その中で「新市場への挑戦」「飽くなき技術革新」「新分野の創出」という3つテーマを成長エンジンに据えて技術革新に取り組んでおり、今研究の成果も、そうした新材料開発技術に掛かる取組の一環として進めてきたと云う。

なお一般にタイヤ生成などに利用される天然ゴムは、ポリマーの一種であり、熱帯地域で栽培されるパラゴムノキ等によって生合成されている。

こうした天然ゴムの構造は、cis-1,4-ポリイソプレンを主骨格として持っていることが知られているものの、どのように生合成されるのか迄は解明されていなかった。

また、これまで天然ゴムの生合成に関与するタンパク質の存在はいくつか報告されてきたが、それらの機能を直接確認できていなかった。

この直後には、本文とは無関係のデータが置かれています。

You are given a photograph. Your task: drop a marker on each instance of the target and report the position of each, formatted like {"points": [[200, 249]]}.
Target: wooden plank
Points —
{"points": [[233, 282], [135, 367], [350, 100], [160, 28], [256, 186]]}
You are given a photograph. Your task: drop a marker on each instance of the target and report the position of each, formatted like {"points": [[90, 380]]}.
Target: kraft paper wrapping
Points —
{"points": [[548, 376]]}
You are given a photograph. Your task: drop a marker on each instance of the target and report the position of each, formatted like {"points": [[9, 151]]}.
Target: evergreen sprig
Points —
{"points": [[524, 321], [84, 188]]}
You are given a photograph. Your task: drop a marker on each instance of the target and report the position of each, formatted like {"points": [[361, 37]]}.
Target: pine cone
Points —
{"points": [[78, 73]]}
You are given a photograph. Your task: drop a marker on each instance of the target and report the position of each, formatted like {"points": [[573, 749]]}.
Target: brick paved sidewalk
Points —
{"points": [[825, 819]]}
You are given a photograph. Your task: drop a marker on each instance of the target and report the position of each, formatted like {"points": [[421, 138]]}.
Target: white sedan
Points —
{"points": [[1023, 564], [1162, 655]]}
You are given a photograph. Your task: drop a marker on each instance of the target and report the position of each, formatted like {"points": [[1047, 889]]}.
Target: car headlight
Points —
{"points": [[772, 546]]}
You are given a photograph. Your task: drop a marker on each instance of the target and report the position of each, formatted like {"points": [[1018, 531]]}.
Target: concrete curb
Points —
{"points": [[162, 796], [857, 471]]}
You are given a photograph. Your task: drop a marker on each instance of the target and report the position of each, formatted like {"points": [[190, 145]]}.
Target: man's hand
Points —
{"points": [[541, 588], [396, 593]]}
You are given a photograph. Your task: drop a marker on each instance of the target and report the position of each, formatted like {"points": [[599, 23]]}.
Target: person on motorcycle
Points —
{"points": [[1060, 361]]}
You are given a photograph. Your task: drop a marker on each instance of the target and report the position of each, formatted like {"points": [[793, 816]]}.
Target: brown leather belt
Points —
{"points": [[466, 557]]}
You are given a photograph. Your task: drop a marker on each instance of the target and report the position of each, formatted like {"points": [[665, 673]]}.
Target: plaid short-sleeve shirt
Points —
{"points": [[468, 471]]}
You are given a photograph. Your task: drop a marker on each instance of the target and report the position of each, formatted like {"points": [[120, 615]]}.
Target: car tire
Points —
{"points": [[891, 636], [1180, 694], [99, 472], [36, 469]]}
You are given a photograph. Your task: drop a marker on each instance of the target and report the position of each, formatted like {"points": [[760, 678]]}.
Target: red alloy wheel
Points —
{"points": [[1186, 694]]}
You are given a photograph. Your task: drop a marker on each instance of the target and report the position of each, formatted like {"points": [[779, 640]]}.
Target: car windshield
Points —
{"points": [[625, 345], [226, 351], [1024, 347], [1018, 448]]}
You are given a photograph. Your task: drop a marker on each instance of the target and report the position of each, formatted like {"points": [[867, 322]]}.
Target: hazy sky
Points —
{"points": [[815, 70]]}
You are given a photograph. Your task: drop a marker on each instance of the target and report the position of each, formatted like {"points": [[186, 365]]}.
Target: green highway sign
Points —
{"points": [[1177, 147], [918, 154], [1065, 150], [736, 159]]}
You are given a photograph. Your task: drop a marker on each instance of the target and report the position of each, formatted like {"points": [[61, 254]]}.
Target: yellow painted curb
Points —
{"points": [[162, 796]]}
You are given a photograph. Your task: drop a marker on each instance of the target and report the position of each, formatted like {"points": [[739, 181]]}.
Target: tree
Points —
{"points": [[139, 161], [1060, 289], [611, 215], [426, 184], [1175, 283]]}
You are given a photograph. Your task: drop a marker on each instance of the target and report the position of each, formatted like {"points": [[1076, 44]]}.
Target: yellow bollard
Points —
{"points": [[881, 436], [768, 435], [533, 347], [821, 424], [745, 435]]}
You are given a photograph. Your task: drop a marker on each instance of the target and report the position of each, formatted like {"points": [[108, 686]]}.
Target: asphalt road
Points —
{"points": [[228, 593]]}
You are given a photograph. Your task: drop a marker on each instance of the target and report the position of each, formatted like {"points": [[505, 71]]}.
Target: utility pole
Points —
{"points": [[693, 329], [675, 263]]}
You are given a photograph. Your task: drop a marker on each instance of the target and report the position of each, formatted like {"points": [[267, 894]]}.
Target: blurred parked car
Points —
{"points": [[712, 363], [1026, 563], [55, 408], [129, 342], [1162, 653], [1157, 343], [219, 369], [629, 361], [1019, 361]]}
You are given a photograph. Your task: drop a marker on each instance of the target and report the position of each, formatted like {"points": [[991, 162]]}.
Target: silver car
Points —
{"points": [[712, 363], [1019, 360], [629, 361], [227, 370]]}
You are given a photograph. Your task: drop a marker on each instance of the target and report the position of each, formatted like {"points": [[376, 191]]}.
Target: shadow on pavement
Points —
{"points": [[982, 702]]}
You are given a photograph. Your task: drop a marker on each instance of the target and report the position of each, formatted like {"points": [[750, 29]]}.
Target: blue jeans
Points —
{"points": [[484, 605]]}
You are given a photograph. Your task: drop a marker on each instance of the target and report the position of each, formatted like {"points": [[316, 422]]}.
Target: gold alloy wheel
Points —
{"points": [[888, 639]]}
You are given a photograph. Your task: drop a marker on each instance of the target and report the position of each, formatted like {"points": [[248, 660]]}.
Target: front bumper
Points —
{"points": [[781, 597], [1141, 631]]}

そこで今研究では、試験管内で直接、天然ゴムの生合成の確認に取り込んだ。

そして今回、東北大学と連携し、ゴム合成タンパク質の機能評価のための技術開発を推し進めた住友ゴムは、ゴム粒子を用いたタンパク質機能評価方法の開発に成功した。

特に天然ゴム合成では、「Hevea rubber transferase 1 (HRT1)」「Rubber elongation factor (REFLECT)」「HRT1-REF bridging protein(HRBP)」と呼ばれる3つのタンパク質が重要であるということが判った。

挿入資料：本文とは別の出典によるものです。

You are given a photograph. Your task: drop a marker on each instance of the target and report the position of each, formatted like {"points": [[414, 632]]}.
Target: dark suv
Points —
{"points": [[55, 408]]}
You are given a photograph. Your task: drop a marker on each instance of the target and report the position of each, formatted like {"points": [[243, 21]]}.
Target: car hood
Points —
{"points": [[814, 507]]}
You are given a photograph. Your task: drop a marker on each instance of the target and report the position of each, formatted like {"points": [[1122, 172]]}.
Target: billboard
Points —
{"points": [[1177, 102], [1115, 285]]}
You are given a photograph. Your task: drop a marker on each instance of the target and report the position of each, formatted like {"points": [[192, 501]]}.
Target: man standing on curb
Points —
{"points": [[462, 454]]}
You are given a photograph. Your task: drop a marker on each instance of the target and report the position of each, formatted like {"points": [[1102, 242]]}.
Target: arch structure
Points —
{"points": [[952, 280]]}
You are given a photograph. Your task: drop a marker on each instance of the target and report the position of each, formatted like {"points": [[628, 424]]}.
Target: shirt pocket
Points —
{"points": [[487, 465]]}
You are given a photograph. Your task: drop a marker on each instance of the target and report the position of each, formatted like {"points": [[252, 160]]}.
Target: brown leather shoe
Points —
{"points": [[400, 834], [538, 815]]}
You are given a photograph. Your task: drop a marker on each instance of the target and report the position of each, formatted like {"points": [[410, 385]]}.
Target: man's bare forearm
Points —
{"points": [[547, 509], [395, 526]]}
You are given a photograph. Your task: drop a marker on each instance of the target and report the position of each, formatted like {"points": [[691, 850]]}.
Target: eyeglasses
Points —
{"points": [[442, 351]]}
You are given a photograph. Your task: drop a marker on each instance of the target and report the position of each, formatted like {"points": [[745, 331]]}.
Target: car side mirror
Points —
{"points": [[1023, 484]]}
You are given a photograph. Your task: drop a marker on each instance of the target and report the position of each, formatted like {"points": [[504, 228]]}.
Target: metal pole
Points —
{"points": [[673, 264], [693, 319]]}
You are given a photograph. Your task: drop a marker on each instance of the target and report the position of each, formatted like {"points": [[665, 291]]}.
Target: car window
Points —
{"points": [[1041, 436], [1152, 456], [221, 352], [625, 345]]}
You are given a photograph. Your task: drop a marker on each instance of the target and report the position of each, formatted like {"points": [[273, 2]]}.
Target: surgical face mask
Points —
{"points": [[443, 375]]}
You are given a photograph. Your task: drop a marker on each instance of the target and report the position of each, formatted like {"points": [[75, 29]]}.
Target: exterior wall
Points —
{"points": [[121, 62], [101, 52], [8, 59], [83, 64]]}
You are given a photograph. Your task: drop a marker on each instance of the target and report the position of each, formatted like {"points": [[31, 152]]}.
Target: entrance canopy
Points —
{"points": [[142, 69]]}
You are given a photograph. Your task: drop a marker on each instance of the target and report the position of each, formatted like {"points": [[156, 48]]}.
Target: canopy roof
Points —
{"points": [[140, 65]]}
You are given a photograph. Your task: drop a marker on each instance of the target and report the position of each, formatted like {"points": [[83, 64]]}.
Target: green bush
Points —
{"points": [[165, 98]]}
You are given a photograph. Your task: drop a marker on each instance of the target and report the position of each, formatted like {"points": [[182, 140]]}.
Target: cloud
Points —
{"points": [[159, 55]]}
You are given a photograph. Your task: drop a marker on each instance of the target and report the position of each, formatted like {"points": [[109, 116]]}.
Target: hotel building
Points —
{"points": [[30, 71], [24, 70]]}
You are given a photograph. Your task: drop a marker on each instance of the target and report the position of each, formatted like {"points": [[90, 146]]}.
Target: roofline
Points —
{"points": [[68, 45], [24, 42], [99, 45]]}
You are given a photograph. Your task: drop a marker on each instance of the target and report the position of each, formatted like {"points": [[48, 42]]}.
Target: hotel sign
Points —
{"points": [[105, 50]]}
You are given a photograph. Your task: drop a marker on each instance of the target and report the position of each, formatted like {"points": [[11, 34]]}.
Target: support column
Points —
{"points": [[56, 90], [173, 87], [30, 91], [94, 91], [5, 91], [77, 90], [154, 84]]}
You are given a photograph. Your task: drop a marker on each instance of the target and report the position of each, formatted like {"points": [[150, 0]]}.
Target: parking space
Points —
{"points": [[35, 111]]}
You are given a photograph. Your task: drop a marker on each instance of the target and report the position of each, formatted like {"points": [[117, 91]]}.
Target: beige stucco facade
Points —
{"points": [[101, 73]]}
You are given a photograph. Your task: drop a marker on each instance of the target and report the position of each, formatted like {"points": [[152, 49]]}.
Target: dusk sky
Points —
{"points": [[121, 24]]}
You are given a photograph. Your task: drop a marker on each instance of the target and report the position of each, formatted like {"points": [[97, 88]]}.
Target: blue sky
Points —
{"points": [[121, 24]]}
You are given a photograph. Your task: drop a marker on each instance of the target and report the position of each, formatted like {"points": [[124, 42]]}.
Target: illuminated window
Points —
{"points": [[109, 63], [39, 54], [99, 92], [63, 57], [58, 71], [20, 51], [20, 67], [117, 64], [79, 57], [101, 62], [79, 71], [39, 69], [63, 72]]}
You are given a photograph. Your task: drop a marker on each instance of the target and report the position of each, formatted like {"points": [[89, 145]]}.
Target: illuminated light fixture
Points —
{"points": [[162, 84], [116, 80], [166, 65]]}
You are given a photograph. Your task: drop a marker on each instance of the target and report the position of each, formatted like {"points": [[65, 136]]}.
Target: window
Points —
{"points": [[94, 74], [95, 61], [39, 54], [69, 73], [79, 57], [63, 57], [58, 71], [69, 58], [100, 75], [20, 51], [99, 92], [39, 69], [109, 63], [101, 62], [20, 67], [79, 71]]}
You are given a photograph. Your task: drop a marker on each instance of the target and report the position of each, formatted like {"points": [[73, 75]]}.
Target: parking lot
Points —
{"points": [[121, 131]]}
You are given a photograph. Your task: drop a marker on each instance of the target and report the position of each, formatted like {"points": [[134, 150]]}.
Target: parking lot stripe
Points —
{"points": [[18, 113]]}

また様々な検証より、各タンパク質のゴム合成に於けるそれぞれの役割は、「HRT1」がゴム重合を行うタンパク質。

「HRBP」は、「HRT1」と天然ゴムの蓄積場である膜粒子との結合を補助するタンパク質。

「REF」は膜の粒子の安定性に関わるタンパク質であるとする結果を導き出した。

そうした発見過程により、更なるゴム合成機構の解明と、それによる天然ゴムの安定供給に関わる技術開発の進展に期待が集まっている。